2. Benchmark Execution

Each node runs your benchmark:

Node A runs RunBenchmark() → 1500 ops/sec
Node B runs RunBenchmark() → 800 ops/sec
Node C runs RunBenchmark() → 2200 ops/sec

3. Task Allocation

The host uses benchmarks + work estimates to allocate:

1000 tasks total
Node A (1500 ops/sec): 333 tasks
Node B (800 ops/sec): 178 tasks  
Node C (2200 ops/sec): 489 tasks

4. Distributed Execution

Tasks are serialized, sent to nodes, executed, results returned:

Host                           Nodes
  │                              │
  ├── Serialize Task 1 ────────► Node A: Execute, return result
  ├── Serialize Task 2 ────────► Node B: Execute, return result
  ├── Serialize Task 3 ────────► Node C: Execute, return result
  │                              │
  ◄── Collect results ───────────┘

5. Result Aggregation

Results stream back and are collected into the output collection.


From Smart TVs to Servers

Here's the payoff of all this work: extreme heterogeneity.

WitCloud and OmnibusCloud can include:

Device Type               Benchmark Score
─────────────────────────────────────────
Dedicated server          ~3000 ops/sec
Gaming PC                 ~1500 ops/sec
Office workstation        ~800 ops/sec
Laptop                    ~400 ops/sec
Smart TV                  ~50 ops/sec
Mobile device             ~30 ops/sec

A 100× performance spread!

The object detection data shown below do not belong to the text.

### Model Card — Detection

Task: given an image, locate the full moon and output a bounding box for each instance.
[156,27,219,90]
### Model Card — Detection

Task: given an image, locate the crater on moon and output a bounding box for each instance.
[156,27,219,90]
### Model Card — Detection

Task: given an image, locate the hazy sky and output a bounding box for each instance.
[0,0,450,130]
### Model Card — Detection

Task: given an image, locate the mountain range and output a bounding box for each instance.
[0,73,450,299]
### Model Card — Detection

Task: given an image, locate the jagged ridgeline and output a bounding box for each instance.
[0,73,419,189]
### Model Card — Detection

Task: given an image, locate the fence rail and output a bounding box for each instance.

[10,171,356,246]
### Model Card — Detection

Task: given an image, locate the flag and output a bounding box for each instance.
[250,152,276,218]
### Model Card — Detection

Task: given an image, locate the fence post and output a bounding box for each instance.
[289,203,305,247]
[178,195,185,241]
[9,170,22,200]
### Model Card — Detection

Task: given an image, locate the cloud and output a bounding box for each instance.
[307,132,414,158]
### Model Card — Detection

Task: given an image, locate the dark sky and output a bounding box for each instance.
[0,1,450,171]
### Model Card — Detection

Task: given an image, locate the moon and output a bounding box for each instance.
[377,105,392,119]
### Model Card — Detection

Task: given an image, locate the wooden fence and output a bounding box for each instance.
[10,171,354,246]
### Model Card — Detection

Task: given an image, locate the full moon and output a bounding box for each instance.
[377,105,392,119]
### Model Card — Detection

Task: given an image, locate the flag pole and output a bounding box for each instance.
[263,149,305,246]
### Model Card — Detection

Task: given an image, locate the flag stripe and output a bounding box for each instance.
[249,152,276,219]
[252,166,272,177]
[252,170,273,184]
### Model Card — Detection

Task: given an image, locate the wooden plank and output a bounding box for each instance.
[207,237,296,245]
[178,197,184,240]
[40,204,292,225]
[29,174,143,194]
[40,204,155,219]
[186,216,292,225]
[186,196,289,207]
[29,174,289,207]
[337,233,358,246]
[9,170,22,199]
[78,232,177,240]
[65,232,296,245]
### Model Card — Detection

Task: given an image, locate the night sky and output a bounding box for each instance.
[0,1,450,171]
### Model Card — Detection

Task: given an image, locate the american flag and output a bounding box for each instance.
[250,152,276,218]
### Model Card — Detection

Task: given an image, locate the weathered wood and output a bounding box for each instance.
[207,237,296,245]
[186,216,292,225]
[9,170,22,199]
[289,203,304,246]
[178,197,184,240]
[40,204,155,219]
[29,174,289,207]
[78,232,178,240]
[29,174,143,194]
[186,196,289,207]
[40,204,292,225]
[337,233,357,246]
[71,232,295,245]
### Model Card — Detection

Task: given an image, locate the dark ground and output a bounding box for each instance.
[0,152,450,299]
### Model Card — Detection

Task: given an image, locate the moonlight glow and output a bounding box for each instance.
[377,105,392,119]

But with proper benchmarking:

  • The server gets 100× more tasks than the smart TV
  • The smart TV still contributes useful work
  • All devices finish at approximately the same time
  • No wasted capacity anywhere

This is why benchmarking isn't optional for distributed plugins—it's what makes heterogeneous computing possible.


Summary

To make your plugin distribution-ready:

Component What It Does
IWitBenchmarkAdapter Enables intelligent load balancing
RunBenchmark Measures node speed
EstimateWork Measures task complexity
WitActivityTransform Marks activities as distributable
Stateless adapters Ensures clean execution on any node
MemoryPack serialization Enables data transfer between nodes

The SDK lets you develop and test locally. Benchmarks and proper architecture ensure your plugin works at scale—whether that's a 10-node office cluster or a global OmnibusCloud mesh with everything from servers to smart TVs.